Jones shows the many tangled threads in the Bay of Pigs story. Following Castro's ascension to power in Cuba and his increasing hostility to the United States, the Eisenhower Administration authorized the Central Intelligence Agency to plan and conduct what became the Bay of Pigs invasion. With the momentum the plan had gathered, the new president, Kennedy, allowed the proposed overthrow of Castro to continue. Kennedy was indeed an active participant and changed the original plan in several respects. In addition to the invasion by the Cuban exiles, the plan had several components that Jones documents well in his study. The CIA engaged in dealings with the Mafia in a plan to assassinate Castro before the invasion. The invasion also relied popular insurrection in Cuba to displace the Castro regime after the exile force had established a beachhead. In the event the initial landing did not immediately succeed, the plan was for the invading force to assume guerilla tactics by joining with local fighters in the Escambray Mountains of Cuba.

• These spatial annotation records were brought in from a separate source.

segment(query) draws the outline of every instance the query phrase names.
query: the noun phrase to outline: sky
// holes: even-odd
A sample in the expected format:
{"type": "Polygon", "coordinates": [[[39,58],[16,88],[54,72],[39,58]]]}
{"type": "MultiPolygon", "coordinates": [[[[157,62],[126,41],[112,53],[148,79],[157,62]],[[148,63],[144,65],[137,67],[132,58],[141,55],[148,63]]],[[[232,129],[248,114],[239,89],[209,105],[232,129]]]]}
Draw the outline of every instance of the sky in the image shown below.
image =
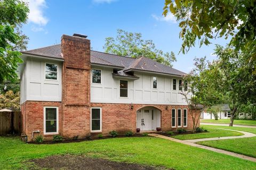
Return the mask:
{"type": "Polygon", "coordinates": [[[182,44],[180,28],[173,15],[162,15],[164,0],[23,1],[30,9],[22,29],[29,38],[28,49],[60,44],[63,34],[77,33],[88,36],[93,50],[104,52],[105,38],[115,37],[116,30],[122,29],[141,33],[143,39],[153,40],[164,52],[173,51],[177,59],[173,67],[188,73],[195,57],[215,59],[214,44],[228,42],[219,38],[208,46],[196,45],[186,54],[178,54],[182,44]]]}

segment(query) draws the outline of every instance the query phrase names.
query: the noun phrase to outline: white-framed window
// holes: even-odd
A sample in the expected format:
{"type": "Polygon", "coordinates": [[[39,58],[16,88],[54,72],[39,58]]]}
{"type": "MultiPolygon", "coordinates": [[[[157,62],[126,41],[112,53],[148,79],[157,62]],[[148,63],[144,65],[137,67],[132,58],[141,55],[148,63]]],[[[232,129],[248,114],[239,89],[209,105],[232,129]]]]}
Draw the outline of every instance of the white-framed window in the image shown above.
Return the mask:
{"type": "Polygon", "coordinates": [[[153,76],[153,89],[157,88],[157,78],[153,76]]]}
{"type": "Polygon", "coordinates": [[[101,108],[91,108],[91,131],[101,132],[101,108]]]}
{"type": "Polygon", "coordinates": [[[230,112],[228,112],[228,117],[231,117],[230,112]]]}
{"type": "Polygon", "coordinates": [[[120,85],[120,97],[128,97],[128,81],[121,80],[120,85]]]}
{"type": "Polygon", "coordinates": [[[182,114],[181,114],[181,109],[178,108],[178,127],[181,127],[181,118],[182,118],[182,114]]]}
{"type": "Polygon", "coordinates": [[[185,80],[184,81],[184,90],[185,91],[188,91],[188,81],[185,80]]]}
{"type": "Polygon", "coordinates": [[[176,109],[172,109],[172,127],[176,127],[176,109]]]}
{"type": "Polygon", "coordinates": [[[182,80],[179,80],[179,90],[182,90],[182,80]]]}
{"type": "Polygon", "coordinates": [[[59,133],[59,108],[44,107],[44,134],[59,133]]]}
{"type": "Polygon", "coordinates": [[[183,126],[188,126],[188,109],[186,108],[183,109],[183,126]]]}
{"type": "Polygon", "coordinates": [[[176,90],[176,79],[172,79],[172,90],[176,90]]]}
{"type": "Polygon", "coordinates": [[[58,65],[56,64],[45,63],[45,79],[58,79],[58,65]]]}
{"type": "Polygon", "coordinates": [[[92,82],[93,83],[101,83],[101,70],[92,69],[92,82]]]}

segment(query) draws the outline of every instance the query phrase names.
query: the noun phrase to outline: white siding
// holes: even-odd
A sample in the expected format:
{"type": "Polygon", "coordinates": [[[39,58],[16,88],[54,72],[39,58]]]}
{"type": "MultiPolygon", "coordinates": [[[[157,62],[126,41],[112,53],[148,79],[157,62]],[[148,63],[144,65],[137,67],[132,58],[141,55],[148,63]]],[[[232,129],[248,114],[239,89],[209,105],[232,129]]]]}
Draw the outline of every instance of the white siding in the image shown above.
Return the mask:
{"type": "Polygon", "coordinates": [[[28,58],[21,82],[21,103],[26,100],[61,101],[61,69],[59,62],[28,58]],[[45,79],[45,63],[57,64],[57,80],[45,79]]]}
{"type": "Polygon", "coordinates": [[[92,66],[100,69],[101,83],[91,83],[91,102],[103,103],[187,105],[178,90],[179,78],[135,72],[136,80],[113,78],[113,69],[92,66]],[[153,88],[153,77],[157,78],[157,88],[153,88]],[[172,90],[172,79],[176,79],[177,90],[172,90]],[[119,81],[128,80],[128,97],[119,97],[119,81]]]}

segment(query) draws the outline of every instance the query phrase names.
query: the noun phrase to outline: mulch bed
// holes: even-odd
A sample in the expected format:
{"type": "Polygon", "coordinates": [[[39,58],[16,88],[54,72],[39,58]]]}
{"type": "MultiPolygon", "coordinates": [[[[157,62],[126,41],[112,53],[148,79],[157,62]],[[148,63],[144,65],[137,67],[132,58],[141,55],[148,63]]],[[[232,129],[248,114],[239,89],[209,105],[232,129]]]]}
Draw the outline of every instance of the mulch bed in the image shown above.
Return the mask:
{"type": "Polygon", "coordinates": [[[92,158],[83,155],[55,155],[42,159],[31,160],[35,164],[31,169],[42,168],[53,169],[166,169],[163,167],[153,167],[137,164],[116,162],[104,159],[92,158]]]}

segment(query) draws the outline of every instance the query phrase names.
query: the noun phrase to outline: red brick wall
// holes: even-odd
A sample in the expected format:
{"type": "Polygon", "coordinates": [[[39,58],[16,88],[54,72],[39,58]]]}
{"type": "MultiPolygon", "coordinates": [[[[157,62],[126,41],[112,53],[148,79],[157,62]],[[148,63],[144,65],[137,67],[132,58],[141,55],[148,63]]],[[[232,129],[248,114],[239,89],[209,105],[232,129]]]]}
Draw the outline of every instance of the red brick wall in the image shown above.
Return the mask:
{"type": "Polygon", "coordinates": [[[90,41],[63,35],[62,135],[85,137],[90,133],[90,41]]]}
{"type": "MultiPolygon", "coordinates": [[[[56,106],[59,108],[59,133],[62,134],[62,110],[61,102],[27,101],[21,105],[22,115],[22,133],[28,135],[28,141],[31,141],[33,131],[39,130],[37,134],[44,134],[44,107],[56,106]]],[[[52,139],[52,135],[51,139],[52,139]]],[[[45,136],[47,137],[47,135],[45,136]]]]}

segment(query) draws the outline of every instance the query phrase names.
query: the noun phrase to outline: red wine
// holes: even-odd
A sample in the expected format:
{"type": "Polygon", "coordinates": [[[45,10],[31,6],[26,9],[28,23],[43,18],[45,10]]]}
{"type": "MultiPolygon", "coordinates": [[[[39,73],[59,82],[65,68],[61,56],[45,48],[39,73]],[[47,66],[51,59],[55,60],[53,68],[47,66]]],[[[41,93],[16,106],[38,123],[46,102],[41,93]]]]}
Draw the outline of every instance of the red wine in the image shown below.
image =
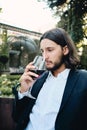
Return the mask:
{"type": "MultiPolygon", "coordinates": [[[[38,75],[41,75],[43,74],[46,70],[30,70],[31,72],[34,72],[38,75]]],[[[33,79],[35,79],[36,77],[32,76],[33,79]]]]}

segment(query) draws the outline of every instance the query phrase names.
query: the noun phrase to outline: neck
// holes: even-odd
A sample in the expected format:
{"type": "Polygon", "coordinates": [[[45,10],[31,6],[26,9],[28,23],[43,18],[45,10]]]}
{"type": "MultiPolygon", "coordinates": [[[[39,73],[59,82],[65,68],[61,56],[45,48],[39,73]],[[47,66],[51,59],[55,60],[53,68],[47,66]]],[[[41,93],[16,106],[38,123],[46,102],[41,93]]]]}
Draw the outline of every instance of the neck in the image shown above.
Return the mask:
{"type": "Polygon", "coordinates": [[[65,65],[62,64],[62,65],[60,66],[60,68],[54,70],[54,71],[52,72],[52,74],[53,74],[55,77],[57,77],[57,75],[58,75],[59,73],[61,73],[62,71],[64,71],[65,69],[66,69],[65,65]]]}

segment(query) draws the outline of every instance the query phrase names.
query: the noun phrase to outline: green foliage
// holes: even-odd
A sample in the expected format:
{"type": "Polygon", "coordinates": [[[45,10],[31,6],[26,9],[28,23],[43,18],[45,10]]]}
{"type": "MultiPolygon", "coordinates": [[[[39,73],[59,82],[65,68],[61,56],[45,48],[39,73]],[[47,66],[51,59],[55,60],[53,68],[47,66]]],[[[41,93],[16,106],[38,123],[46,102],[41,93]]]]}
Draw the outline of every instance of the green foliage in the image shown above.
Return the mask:
{"type": "Polygon", "coordinates": [[[2,74],[0,76],[0,96],[13,97],[12,87],[19,81],[19,76],[2,74]]]}

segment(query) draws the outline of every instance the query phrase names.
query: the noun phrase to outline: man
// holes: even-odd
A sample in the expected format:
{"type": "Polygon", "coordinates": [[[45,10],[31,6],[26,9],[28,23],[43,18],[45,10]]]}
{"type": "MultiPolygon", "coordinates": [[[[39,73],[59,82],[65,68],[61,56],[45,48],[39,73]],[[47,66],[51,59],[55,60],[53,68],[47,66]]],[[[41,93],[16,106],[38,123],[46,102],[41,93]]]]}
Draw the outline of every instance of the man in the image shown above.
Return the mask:
{"type": "Polygon", "coordinates": [[[13,111],[16,129],[87,130],[87,72],[76,69],[74,43],[55,28],[42,35],[40,49],[47,72],[38,77],[33,62],[26,66],[13,111]]]}

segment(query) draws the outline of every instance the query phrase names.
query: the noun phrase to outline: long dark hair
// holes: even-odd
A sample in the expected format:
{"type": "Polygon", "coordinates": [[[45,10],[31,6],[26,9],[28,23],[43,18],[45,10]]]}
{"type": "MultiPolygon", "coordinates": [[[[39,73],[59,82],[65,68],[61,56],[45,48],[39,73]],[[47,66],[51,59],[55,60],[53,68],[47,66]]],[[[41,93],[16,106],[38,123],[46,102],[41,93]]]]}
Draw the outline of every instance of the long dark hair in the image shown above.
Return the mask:
{"type": "Polygon", "coordinates": [[[64,57],[64,63],[66,68],[75,69],[79,63],[79,56],[75,47],[74,42],[72,41],[69,34],[62,28],[54,28],[45,32],[41,38],[40,42],[43,39],[49,39],[54,41],[56,44],[64,47],[67,45],[69,53],[64,57]]]}

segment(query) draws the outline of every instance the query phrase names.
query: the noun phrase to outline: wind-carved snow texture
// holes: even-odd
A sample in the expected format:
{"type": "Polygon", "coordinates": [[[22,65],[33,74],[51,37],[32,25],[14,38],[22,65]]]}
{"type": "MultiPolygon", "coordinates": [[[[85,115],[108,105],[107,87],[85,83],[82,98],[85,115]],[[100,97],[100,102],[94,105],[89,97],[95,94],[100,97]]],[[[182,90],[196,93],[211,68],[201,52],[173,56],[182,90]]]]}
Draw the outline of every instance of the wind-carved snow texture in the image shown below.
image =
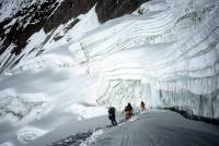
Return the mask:
{"type": "Polygon", "coordinates": [[[94,144],[95,137],[103,133],[103,129],[105,127],[97,127],[94,130],[89,130],[85,132],[80,132],[77,134],[73,134],[68,137],[64,137],[62,139],[59,139],[57,142],[54,142],[53,144],[48,146],[88,146],[91,144],[94,144]]]}
{"type": "Polygon", "coordinates": [[[16,132],[18,139],[23,144],[26,144],[35,138],[44,135],[47,131],[39,130],[36,127],[22,127],[16,132]]]}
{"type": "Polygon", "coordinates": [[[37,119],[45,104],[45,97],[38,94],[16,95],[12,90],[3,90],[0,93],[0,119],[10,122],[37,119]]]}
{"type": "MultiPolygon", "coordinates": [[[[199,119],[219,119],[219,3],[170,0],[165,4],[159,9],[149,2],[157,11],[108,22],[102,27],[111,27],[89,33],[69,49],[78,63],[88,65],[88,72],[101,72],[96,98],[101,105],[120,109],[124,105],[113,100],[127,95],[112,94],[117,90],[113,84],[132,80],[140,83],[143,98],[131,96],[147,100],[148,106],[174,107],[199,119]],[[151,47],[143,50],[146,45],[151,47]],[[159,45],[163,45],[160,50],[155,49],[159,45]],[[125,50],[131,56],[123,54],[125,50]],[[151,56],[153,61],[148,59],[151,56]]],[[[119,88],[128,90],[129,86],[119,88]]]]}

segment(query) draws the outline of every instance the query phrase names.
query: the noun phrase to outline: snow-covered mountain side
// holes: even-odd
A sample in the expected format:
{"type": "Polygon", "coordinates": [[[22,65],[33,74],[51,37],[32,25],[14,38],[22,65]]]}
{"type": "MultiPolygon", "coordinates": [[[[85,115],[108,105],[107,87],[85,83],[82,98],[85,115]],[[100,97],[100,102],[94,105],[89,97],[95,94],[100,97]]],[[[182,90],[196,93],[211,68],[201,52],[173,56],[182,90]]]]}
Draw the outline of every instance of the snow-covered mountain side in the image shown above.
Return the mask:
{"type": "MultiPolygon", "coordinates": [[[[1,0],[0,72],[11,70],[21,60],[49,50],[50,48],[45,46],[47,42],[59,44],[57,41],[64,36],[66,36],[66,44],[77,40],[81,34],[71,34],[69,29],[83,20],[84,14],[94,5],[96,5],[95,11],[100,23],[104,23],[110,19],[131,13],[146,1],[148,0],[134,2],[127,0],[1,0]],[[36,34],[43,36],[36,38],[36,34]],[[37,40],[33,42],[32,39],[37,40]]],[[[92,23],[92,20],[87,23],[92,23]]],[[[85,31],[88,29],[83,32],[85,31]]]]}
{"type": "Polygon", "coordinates": [[[2,1],[0,144],[141,100],[217,124],[219,1],[2,1]]]}

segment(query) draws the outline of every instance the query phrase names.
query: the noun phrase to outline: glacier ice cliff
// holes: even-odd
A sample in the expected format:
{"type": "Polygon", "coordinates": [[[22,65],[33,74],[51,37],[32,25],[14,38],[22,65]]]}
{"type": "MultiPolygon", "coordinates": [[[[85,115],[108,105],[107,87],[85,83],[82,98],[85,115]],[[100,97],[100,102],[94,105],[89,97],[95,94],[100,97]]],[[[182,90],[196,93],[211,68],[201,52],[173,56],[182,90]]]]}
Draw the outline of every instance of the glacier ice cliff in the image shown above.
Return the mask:
{"type": "Polygon", "coordinates": [[[89,73],[100,72],[100,105],[123,109],[146,100],[199,120],[218,119],[219,3],[163,4],[159,9],[152,1],[150,12],[107,22],[69,49],[89,73]]]}

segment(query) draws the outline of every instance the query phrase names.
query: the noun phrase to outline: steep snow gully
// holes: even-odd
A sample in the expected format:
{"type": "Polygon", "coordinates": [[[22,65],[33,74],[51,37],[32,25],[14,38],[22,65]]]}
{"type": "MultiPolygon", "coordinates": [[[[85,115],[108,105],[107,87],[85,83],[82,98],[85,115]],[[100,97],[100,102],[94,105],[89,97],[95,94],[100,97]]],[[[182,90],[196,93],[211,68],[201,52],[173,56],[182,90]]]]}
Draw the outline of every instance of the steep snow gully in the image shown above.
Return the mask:
{"type": "Polygon", "coordinates": [[[219,145],[219,1],[139,1],[77,0],[66,11],[68,0],[0,2],[2,146],[219,145]],[[9,40],[14,31],[25,39],[9,40]],[[141,100],[183,115],[151,110],[124,122],[127,102],[141,100]],[[111,106],[122,122],[108,129],[111,106]]]}

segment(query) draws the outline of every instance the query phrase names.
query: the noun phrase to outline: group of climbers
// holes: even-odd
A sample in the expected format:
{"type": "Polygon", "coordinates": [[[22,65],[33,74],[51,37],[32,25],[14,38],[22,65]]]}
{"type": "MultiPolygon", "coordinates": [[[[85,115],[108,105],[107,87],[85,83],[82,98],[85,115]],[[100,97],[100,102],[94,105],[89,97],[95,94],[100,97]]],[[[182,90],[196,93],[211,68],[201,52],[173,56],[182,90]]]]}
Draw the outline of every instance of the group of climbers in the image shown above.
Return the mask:
{"type": "MultiPolygon", "coordinates": [[[[140,110],[141,111],[146,110],[146,104],[143,101],[140,102],[140,110]]],[[[124,114],[125,114],[125,119],[126,120],[129,120],[134,115],[134,108],[130,105],[130,102],[128,102],[128,105],[125,107],[124,114]]],[[[117,122],[116,122],[116,110],[115,110],[114,107],[110,107],[108,108],[108,119],[111,120],[113,126],[117,125],[117,122]]]]}

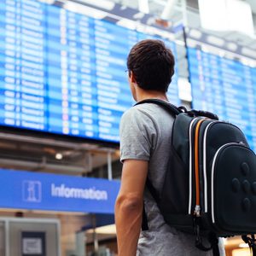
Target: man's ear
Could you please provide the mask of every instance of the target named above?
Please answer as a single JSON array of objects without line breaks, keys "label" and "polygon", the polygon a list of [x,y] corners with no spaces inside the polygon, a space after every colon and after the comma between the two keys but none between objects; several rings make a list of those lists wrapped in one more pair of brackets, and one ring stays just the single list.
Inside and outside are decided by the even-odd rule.
[{"label": "man's ear", "polygon": [[130,79],[131,83],[137,84],[133,72],[130,71]]}]

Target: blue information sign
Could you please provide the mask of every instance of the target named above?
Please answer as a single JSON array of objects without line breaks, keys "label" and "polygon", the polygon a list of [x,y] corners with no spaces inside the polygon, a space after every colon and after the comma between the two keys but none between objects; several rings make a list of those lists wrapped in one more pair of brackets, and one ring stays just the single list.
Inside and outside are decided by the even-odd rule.
[{"label": "blue information sign", "polygon": [[126,57],[148,37],[39,1],[1,1],[0,125],[119,142],[133,103]]},{"label": "blue information sign", "polygon": [[256,151],[256,67],[188,49],[193,108],[237,125]]},{"label": "blue information sign", "polygon": [[113,213],[119,181],[0,170],[0,208]]}]

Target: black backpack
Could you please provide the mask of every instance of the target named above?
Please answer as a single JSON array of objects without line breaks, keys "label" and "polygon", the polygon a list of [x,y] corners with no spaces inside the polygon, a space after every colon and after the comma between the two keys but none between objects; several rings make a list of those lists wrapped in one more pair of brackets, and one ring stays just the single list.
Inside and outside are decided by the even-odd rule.
[{"label": "black backpack", "polygon": [[[148,99],[174,118],[170,160],[160,193],[148,187],[165,221],[195,235],[195,246],[219,255],[218,237],[241,235],[256,255],[256,155],[242,131],[205,111]],[[143,212],[143,229],[147,230]],[[251,235],[251,237],[247,236]],[[202,244],[207,236],[211,247]]]}]

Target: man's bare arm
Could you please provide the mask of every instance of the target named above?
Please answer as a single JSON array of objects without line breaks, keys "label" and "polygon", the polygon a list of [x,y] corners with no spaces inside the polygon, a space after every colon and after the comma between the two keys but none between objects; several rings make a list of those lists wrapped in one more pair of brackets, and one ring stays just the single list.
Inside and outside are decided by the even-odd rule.
[{"label": "man's bare arm", "polygon": [[143,191],[148,162],[125,160],[121,187],[115,203],[115,224],[119,256],[136,255],[142,227]]}]

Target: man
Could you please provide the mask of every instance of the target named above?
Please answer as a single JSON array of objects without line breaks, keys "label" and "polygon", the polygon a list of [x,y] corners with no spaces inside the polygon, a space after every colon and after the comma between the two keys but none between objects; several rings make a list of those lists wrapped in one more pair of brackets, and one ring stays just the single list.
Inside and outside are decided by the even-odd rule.
[{"label": "man", "polygon": [[[143,40],[131,50],[127,67],[136,102],[154,98],[168,102],[166,91],[174,73],[174,57],[160,40]],[[119,256],[212,255],[195,247],[195,236],[167,225],[145,188],[148,176],[156,191],[166,171],[173,118],[152,103],[126,111],[120,123],[123,162],[121,187],[115,205]],[[143,201],[148,230],[141,231]]]}]

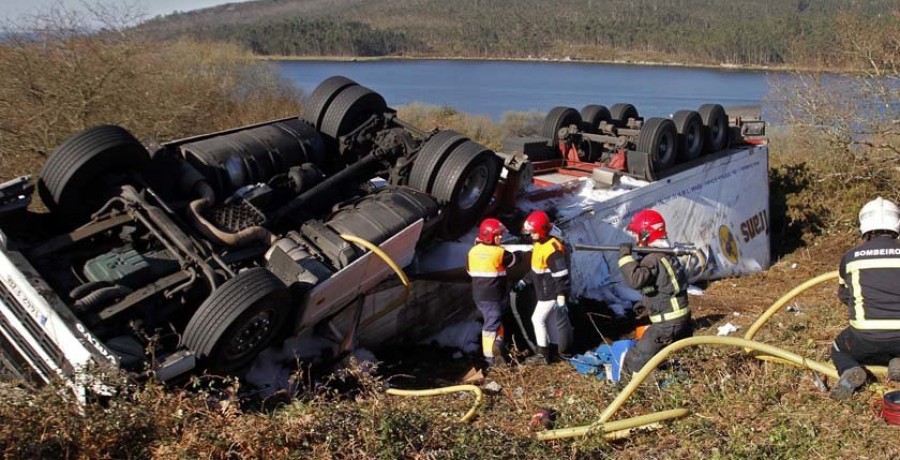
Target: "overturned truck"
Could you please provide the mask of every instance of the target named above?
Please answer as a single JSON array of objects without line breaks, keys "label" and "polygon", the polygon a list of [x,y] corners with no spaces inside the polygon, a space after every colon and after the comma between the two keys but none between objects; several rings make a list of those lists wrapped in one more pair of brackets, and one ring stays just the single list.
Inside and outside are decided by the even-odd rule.
[{"label": "overturned truck", "polygon": [[[89,128],[40,172],[49,212],[28,208],[28,178],[0,186],[0,369],[48,382],[111,365],[170,380],[240,375],[263,350],[296,354],[303,341],[334,357],[421,340],[475,311],[464,276],[473,226],[492,215],[516,228],[533,208],[573,242],[603,243],[622,238],[628,213],[669,206],[684,213],[670,221],[676,239],[706,248],[698,277],[764,269],[767,237],[747,246],[722,230],[751,209],[767,216],[767,152],[750,125],[716,119],[731,142],[680,166],[659,167],[665,152],[649,141],[612,142],[641,173],[583,153],[659,125],[626,115],[628,127],[607,129],[554,110],[548,137],[497,153],[413,126],[378,93],[332,77],[301,117],[146,145],[119,126]],[[755,202],[742,203],[734,187],[751,185]],[[713,210],[698,218],[701,206]],[[574,254],[576,296],[627,302],[600,261]]]}]

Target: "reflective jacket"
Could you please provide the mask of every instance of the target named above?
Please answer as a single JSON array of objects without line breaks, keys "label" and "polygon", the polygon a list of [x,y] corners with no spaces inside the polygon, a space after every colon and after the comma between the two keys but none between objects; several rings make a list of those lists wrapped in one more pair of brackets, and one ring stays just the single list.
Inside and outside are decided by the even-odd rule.
[{"label": "reflective jacket", "polygon": [[876,236],[841,258],[838,297],[850,326],[875,340],[900,339],[900,242]]},{"label": "reflective jacket", "polygon": [[629,286],[644,295],[641,303],[651,322],[690,318],[687,274],[677,257],[650,253],[638,261],[628,255],[619,259],[619,271]]},{"label": "reflective jacket", "polygon": [[509,295],[506,269],[515,263],[515,254],[502,246],[478,243],[472,247],[466,260],[466,272],[472,277],[472,299],[496,302]]},{"label": "reflective jacket", "polygon": [[531,271],[525,275],[525,282],[534,284],[538,301],[569,296],[568,259],[561,241],[551,236],[534,243]]}]

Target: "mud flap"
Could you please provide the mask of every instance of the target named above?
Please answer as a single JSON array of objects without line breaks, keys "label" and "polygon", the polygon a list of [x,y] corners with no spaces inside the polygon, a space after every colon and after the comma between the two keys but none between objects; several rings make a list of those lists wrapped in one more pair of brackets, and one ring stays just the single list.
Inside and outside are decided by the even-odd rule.
[{"label": "mud flap", "polygon": [[646,152],[628,150],[628,174],[646,181],[654,181],[658,178],[656,172],[656,160]]}]

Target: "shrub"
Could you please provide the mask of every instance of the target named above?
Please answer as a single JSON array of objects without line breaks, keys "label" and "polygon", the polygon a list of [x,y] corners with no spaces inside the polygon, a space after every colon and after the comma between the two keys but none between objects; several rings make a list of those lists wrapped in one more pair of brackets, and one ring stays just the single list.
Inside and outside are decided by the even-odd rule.
[{"label": "shrub", "polygon": [[36,173],[66,137],[97,124],[170,140],[299,112],[299,92],[277,68],[235,45],[96,31],[90,18],[58,10],[8,29],[0,179]]}]

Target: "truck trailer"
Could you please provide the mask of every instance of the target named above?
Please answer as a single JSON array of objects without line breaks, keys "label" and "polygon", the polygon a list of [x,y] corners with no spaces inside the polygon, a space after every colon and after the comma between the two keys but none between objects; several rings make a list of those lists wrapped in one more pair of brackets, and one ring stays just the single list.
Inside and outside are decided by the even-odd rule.
[{"label": "truck trailer", "polygon": [[[682,158],[665,149],[688,134],[636,109],[616,110],[624,123],[591,109],[588,124],[554,109],[546,136],[494,152],[405,122],[345,77],[322,82],[304,108],[163,144],[91,127],[36,181],[0,185],[2,375],[246,375],[264,350],[334,358],[417,342],[475,314],[464,271],[474,226],[494,216],[515,229],[533,209],[581,244],[622,241],[630,214],[658,209],[674,240],[699,248],[693,279],[768,266],[757,120],[701,119],[693,135],[718,129],[726,140],[713,150],[698,141]],[[642,138],[648,127],[664,139]],[[28,206],[35,190],[49,212]],[[634,293],[610,266],[576,251],[573,300],[624,309]]]}]

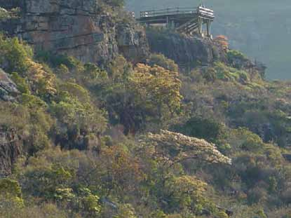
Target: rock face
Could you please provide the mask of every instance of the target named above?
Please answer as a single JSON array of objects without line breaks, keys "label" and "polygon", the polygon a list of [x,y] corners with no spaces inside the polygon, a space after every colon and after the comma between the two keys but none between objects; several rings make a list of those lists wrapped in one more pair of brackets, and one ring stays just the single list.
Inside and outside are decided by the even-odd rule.
[{"label": "rock face", "polygon": [[22,143],[13,130],[0,128],[0,178],[11,173],[22,148]]},{"label": "rock face", "polygon": [[19,91],[16,85],[10,79],[6,73],[0,69],[0,100],[14,101],[18,94]]},{"label": "rock face", "polygon": [[[14,34],[36,50],[66,54],[100,65],[106,65],[119,52],[142,62],[149,54],[144,30],[135,24],[121,27],[123,24],[96,0],[23,1],[18,1],[23,7]],[[0,0],[0,6],[7,5]]]},{"label": "rock face", "polygon": [[151,52],[163,54],[175,60],[180,67],[208,64],[215,60],[225,59],[225,53],[208,39],[159,30],[147,31],[147,36]]}]

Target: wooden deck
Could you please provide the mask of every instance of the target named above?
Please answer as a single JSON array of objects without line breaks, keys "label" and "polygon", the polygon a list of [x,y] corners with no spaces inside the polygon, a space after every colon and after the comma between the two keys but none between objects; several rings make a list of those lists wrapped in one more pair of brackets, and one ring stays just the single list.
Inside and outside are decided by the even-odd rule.
[{"label": "wooden deck", "polygon": [[191,34],[196,32],[203,35],[206,25],[206,35],[211,36],[210,25],[215,19],[214,11],[203,6],[175,8],[140,12],[137,21],[147,25],[163,25],[177,32]]}]

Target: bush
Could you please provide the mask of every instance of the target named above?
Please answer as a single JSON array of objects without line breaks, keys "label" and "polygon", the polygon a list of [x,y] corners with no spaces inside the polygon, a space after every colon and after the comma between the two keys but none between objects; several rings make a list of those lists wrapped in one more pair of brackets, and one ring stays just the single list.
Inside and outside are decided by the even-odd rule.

Jones details how and why the plan failed at every level. He is critical of the plan at the outset for its interference with the internal affairs of a foreign nation, including the assassination of its leader, which had not committed acts of war against the United States. He also shows well how various parts of the Executive Branch, from the President and his immediate advisors, to the CIA, the Joint Chiefs of Staff, and the State Department tended to work against each other and to avoid responsibility for the unfortunate events that occurred in Cuba in April, 1961. The United States badly underestimated the resolve of the Castro regime, overestimated the likelihood of a popular uprising, and did not know the strength of Castro's air force.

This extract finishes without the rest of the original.